Jin's novels mainly focus on the unstable relationships between the sexes in the modern world. Last year one of her novels "Green Tea" (Lucha) was adapted into a successful movie of the same name.

Drawing attention

As a group, these writers began to draw critical attention around 1996.

In that year, the Shanghai based Novel Circle (Xiaoshuojie) launched a column called "After the 1970s." The column, which continues today, has become an important mouthpiece for writers born after the 1970s.

In July 1998, the Beijing-based Writers Magazine (Zuojia) published a special issue for female writers born in the 1970s.

And then the literary magazine Lotus (Furong), based in Central China's Hunan Province, started a new column called "Reshape those born after the 1970s."

At the same time, many prestigious periodicals launched large-scale criticisms of the works of these young writers. Their writings also became a hot topic of conversation for the news media and Internet.

This new generation of literati has emerged from all parts of China.

Among them there are Wei Hui, Mian Mian from Shanghai, Ding Tian from Beijing, Zhou Jieru and Zhu Wenying from East China's Jiangshu Province, Li Xiuwen from Central China's Hubei Province, Jin Renshun from Northeast China's Jilin Province, Chen Jiaqiao from Southwest China's Yunnan Province and Dai Lai from Central China's Henan Province.

The debuts of some of these writers were controversial, as a few female writers, like Wei Hui and Mian Mian, showed off their alternative lifestyles in their books.

"It is more like a mannered display of self-conscious cool," said Chen Cun, a well-known writer in his 60s. "And their worship of material things - their infatuation with fashionable and expensive brands, further degenerate whatever power their stories have."

And it does not seem they have been accepted by their peers.

"Most of the people born in the 1970s lead a quiet life and grew up unconsciously, just like people born in any other ages," said Wei Wei.

The 33-year-old Wei is at the centre of the current literary scene along with several other writers born in the 1970s, such as Jin Renshun, Dai Lai, Zhu Wenying and Li Xiuwen.

"They have in due time entered schools, had dates, got married, and many of them already have a child. Most of their life is just routine," Wei said.

Wei is one of the few young writers who constantly draw inspiration from their past rural life.Country life in her stories is quiet, simple and regular, a spiritual haven for people who lost their direction in turbulent urban life.

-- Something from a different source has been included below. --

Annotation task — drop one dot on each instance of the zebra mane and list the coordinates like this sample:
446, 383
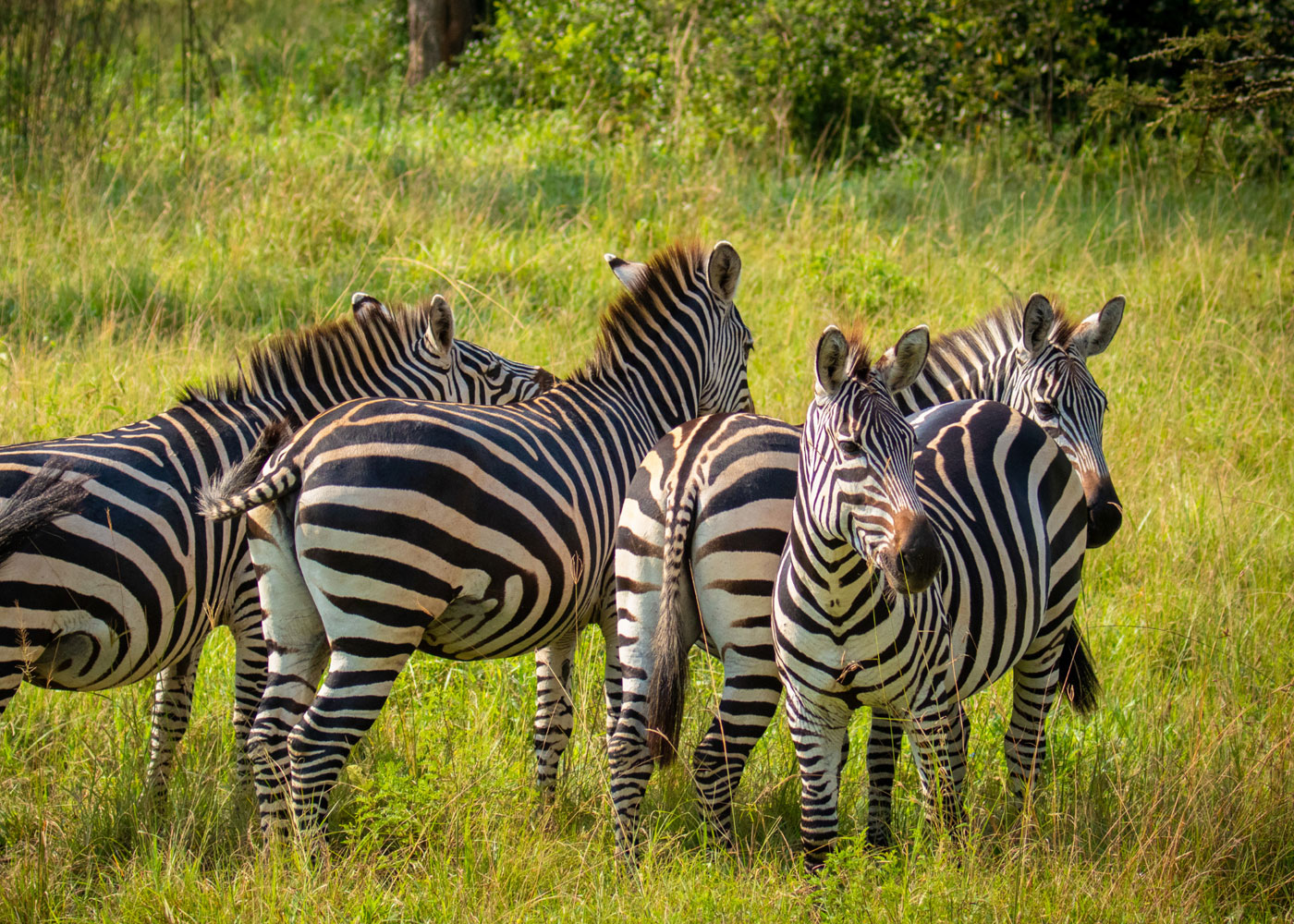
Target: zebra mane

"I have to admit that I have a profound feeling for this land," said the heroine of Wei's novel "Country, Poor Relatives, and Love" (Xiangchun, Qiongqinqi He Aiqing). "The feeling has been sleeping in my body for a long time, now it has waked."

Though not all the writers born in the 1970s have a country life experience like Wei, in most cases they share a rather similar version of childhood.

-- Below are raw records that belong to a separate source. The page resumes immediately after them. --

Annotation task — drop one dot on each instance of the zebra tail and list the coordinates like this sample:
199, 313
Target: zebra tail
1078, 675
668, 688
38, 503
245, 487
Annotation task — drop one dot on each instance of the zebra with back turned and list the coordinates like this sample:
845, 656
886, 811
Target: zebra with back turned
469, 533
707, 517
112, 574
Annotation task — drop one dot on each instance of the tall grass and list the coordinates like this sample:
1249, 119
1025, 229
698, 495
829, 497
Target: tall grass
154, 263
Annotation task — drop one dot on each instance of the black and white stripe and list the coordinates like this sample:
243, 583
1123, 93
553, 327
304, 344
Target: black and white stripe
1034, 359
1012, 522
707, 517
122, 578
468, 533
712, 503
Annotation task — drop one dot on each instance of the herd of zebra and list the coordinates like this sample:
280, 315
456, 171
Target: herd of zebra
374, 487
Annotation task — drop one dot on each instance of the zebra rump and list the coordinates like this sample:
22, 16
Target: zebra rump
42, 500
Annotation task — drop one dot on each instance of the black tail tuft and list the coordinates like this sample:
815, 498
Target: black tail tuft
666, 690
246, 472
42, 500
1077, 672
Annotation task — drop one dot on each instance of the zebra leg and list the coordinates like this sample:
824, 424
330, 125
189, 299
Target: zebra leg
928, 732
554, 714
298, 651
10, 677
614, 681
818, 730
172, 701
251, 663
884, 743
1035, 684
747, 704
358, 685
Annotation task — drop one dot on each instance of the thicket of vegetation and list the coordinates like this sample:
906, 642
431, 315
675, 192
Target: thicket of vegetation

"The age when I was born was extremely monotonous in colour, just like a black-and-white movie," said Ding Tian.

Born in 1971 and published in China's major literature periodicals since 1996, Ding was considered for some years as the leading figure of this new generation of writers. From Beijing, he dropped out of high school at 17 and tried to earn a living in jobs such as operating elevators, until he got a contract from the Beijing Writers' Association to be its contract writer.

The childhood pleasures of Ding and almost all the other children born in 1970s urban China, consist of things such as eating ice-lollies sold at 3 cents (US$0.004) each, watching 9-inch black-and-white television sets in someone's house which was packed with neighbourhood kids, and getting a new set of clothes, perhaps once a year at Spring Festival.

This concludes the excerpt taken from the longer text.